Is hemp legal in California?
Legality depends on if you are looking at it from a federal perspective or a state perspective.
Yes, California has state industrial hemp statute (Food and Agriculture Code section 81000) and in June 2019 the Office of Administrative Law (OAL) approved an emergency regulatory structure regarding commercial hemp cultivation. So, from a state perspective, commercial cultivation is legal and being implemented.
In the federal perspective, California must submit their regulatory structure for USDA approval before commencing commercial cultivation. Similar to marijuana, that hasn’t stopped California from issuing cultivation permits.
However, the distinction between state and federal law is very important for the University of California (UC), particularly UC Agriculture and Natural Resources (UC ANR), because UC is federally funded and UC ANR programs such as 4-H and the Nutrition Policy Institute are federally funded programs. That means UC ANR must follow federal regulation and cannot cultivate hemp under state law.
The 2018 Farm Bill extended section 7606 of the 2014 Farm Bill (The Legitimacy of Hemp Research) until one year after USDA promulgates their hemp regulations. This action allows UC ANR to cultivate hemp for research purposes.
Given all the regulatory restrictions, what can UC scientists work on?
Marijuana: UC ANR does not do any plant-based research on marijuana; this is illegal. However our researchers do study the policy, social and environmental impacts of marijuana.
Hemp: UC ANR can work with and cultivate hemp for research purposes only. However, when doing so, we still have to follow state laws and regulations and internal regulations that cover federal and state compliance matters.
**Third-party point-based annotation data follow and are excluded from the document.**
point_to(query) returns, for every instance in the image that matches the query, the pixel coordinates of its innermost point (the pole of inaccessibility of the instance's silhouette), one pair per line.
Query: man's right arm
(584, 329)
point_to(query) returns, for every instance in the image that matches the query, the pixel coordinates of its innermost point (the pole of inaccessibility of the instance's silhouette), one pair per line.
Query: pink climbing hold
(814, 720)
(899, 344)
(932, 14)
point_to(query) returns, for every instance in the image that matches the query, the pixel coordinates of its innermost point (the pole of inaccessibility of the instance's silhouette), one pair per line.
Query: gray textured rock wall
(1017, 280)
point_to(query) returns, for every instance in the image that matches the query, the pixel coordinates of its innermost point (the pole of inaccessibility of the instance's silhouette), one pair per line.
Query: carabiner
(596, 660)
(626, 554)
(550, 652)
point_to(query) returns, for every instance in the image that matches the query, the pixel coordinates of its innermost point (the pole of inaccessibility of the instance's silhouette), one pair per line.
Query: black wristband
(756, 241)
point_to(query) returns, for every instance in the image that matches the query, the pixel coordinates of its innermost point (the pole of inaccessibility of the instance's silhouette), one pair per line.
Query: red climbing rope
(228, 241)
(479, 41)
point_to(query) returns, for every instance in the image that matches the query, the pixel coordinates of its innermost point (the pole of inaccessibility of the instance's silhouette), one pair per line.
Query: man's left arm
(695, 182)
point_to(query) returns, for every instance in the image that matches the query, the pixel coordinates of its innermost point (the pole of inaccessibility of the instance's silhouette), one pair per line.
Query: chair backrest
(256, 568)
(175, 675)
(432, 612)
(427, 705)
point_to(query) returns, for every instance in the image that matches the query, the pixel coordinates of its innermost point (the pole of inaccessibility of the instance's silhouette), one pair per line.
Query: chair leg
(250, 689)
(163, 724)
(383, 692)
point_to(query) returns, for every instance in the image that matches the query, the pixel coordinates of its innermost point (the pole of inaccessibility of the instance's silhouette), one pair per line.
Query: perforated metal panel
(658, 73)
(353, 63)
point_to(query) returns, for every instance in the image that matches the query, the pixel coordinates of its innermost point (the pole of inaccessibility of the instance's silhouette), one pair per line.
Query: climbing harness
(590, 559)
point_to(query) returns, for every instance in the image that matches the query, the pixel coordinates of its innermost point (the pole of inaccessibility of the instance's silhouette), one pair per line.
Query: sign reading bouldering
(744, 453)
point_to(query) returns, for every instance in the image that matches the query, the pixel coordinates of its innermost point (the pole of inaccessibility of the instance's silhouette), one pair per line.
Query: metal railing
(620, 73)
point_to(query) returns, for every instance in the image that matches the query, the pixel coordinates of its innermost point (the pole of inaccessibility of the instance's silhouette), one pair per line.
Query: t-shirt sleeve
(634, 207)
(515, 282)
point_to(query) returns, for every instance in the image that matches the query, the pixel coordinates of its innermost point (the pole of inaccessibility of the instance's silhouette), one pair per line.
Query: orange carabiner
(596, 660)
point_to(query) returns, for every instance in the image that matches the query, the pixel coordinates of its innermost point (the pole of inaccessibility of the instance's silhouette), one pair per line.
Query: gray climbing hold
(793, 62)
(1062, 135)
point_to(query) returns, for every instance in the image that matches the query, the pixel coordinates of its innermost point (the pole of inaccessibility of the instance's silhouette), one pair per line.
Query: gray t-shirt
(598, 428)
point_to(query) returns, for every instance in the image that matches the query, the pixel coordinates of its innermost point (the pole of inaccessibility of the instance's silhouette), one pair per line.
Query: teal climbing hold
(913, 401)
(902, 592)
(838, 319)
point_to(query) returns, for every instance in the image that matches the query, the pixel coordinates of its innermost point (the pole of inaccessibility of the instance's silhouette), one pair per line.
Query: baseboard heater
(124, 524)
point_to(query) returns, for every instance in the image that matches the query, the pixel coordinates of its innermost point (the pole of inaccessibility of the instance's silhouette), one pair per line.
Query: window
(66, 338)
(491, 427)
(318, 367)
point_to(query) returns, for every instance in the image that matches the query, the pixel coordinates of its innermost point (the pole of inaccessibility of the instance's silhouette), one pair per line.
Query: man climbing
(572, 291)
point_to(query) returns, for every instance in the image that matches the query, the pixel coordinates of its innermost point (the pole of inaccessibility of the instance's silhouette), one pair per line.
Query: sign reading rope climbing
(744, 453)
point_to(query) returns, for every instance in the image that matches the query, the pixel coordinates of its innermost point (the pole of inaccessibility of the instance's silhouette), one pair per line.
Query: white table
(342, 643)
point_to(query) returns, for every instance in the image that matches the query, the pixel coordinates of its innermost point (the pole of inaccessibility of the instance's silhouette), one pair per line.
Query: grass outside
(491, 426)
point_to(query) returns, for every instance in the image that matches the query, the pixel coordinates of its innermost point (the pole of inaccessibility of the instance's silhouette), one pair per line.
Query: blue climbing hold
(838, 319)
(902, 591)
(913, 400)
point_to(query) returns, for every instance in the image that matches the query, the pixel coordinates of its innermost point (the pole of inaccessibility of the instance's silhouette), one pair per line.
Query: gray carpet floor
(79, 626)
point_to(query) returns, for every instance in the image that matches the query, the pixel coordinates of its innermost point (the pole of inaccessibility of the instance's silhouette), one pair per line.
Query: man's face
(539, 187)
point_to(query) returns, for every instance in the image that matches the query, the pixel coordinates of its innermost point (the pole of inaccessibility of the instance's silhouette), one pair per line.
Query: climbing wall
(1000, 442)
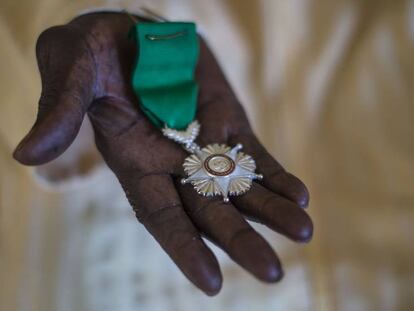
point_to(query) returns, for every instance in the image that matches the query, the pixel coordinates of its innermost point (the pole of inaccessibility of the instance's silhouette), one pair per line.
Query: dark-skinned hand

For instance, research can only be conducted on UC property and we must supply local agriculture commissioners with GPS coordinates. Studies, which must be approved by UC ANR leadership, require that researchers have a sampling, testing and destruction protocol in place. The funding for the research must be closely scrutinized, and until USDA publishes its regulations even the origin of the hemp seeds is subject to approval.
Can UC ANR scientists advise on how to grow cannabis (marijuana or hemp)?
No. As with any plant, UC ANR scientists and educators can talk about the general principles of soil and plant management, but we currently cannot give specific advice on how to cultivate, grow or manage hemp (or cannabis).
Does UC ANR currently do any research on hemp?
Yes. Since 2017, UC ANR has been working on protocols for several hemp variety trials. Funding these studies has been challenging as has finding suitable seed sources.
Many UC Berkeley, UC Riverside, UC Davis, UC ANR (and other UC) researchers have interest in conducting research, but previous years’ preparation has allowed UC ANR and UC Davis to be the first to start variety trials in 2019. These trials are being conducted at UC ANR’s West Side Research and Extension Center and on the UC Davis campus. If funding and seed sources are approved another trial will take place at UC Desert Research and Extension Center in Imperial County.
Note: Cannabis plants have two genders
THC is only produced in the female plant because they are the ones that have the trichomes (although there is a twist in that female plants can produce pollen under certain circumstances). For this reason, some people assume that hemp only comes from male cannabis sativa plants. Hemp uses are much different than those of marijuana. It is the stalks of the cannabis plant that are harvested and processed to make products like fiber and paper. A hemp farmer would want their hemp to grow straight up in the air in order to maximize the yield. The exception to this is when a farmer wants to grow for CBD; in that case, the farmer will want short bushy plants to increase the surface area for the cannabinoid producing trichomes.